Reducing inequalities and the creation of work are critical for human development in the region, viagra order this web http://cmlsociety.org/wp-content/plugins/contact-form-7/includes/formatting.php according to the 2015 Human Development Report.
The report, shop “Work for Human Development” was launched on Monday in Ethiopia by Ethiopian Prime Minister Hailemariam Dessalegn, the Administrator of the United Nations Development Programme (UNDP) Helen Clark, and UNDP’s Director of the Human Development Report Office, Selim Jahan.
It promotes sustainability, equitable and decent work for all, through encouraging governments to consider work beyond jobs, such as unpaid care, voluntary, creative work and more.
Since 2000, Sub-Saharan Africa has experienced the fastest annual growth rates in the Human Development Index (HDI) among all regions – growing at an annual rate of 1.7 percent between 2000 and 2010 and 0.9 percent between 2010 and 2014.
However Sub-Saharan Africa, on average, remains in the low human development category and HDI levels are still low: a shortage of good work opportunities is preventing many from reaching their full potential and making decent livelihoods.
“Africa is experiencing higher levels of wellbeing and economic growth. Now governments must focus on better working conditions to improve lives and livelihoods, supporting the creation of jobs to sustain people and communities, and providing preconditions for greater labour participation by women and young people,” said Abdoulaye Mar Dieye, Assistant Administrator and Director of UNDP’s Regional Bureau for Africa.”
The creation of work and the expansion of choices in the region are crucial for tackling inequality, according to the 2015 report.

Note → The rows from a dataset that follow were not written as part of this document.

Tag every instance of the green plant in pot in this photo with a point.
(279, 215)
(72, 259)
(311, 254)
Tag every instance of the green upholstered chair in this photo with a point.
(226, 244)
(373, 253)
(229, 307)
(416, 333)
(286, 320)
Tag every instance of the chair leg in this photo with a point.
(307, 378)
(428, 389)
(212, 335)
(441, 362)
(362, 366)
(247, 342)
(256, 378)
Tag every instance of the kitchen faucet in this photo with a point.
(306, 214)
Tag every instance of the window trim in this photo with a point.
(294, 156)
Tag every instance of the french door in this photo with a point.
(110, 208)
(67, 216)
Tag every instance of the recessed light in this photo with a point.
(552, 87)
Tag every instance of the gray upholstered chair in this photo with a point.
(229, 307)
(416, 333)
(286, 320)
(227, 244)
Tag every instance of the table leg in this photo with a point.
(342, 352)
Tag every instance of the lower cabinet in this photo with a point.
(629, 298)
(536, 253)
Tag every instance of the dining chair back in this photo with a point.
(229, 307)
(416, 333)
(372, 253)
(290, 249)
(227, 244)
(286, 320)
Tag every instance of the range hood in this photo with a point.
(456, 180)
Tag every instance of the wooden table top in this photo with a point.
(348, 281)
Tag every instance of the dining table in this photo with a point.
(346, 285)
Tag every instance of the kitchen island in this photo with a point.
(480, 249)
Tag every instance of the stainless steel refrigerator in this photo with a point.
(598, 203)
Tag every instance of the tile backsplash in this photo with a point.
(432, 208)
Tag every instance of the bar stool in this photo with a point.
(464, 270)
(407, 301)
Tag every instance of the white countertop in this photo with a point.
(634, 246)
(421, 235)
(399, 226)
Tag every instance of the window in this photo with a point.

“Fast technological progress and deepening globalization are changing what work means today and how it is done.” said Selim Jahan, lead author of the report.
Sub-Saharan Africa has 500 million of people living in multidimensional poverty – that is three of every five in the region.
In addition, gains in human development, especially in health and education, are more unevenly distributed in Sub-Saharan Africa than in any other region in the world, as recorded by the Inequality-adjusted HDI.
According to the report, the region is facing a high cohort of young people in Africa due to population growth, addressing low literacy rates and building skills can help young people secure work opportunities.
“In a changing world, enhancing human development through work requires policy interventions. Unless action is taken, many people, particularly those already marginalized, might be left behind,” he added.
According to the Gender Inequality Index, women in Sub-Saharan Africa are severely disadvantaged.
The report also says women have fewer opportunities than men for paid work in the region.
It urges for efforts to improve women’s lives by ensuring equal pay, tackling the harassment and the social norm that exclude so many women from paid work.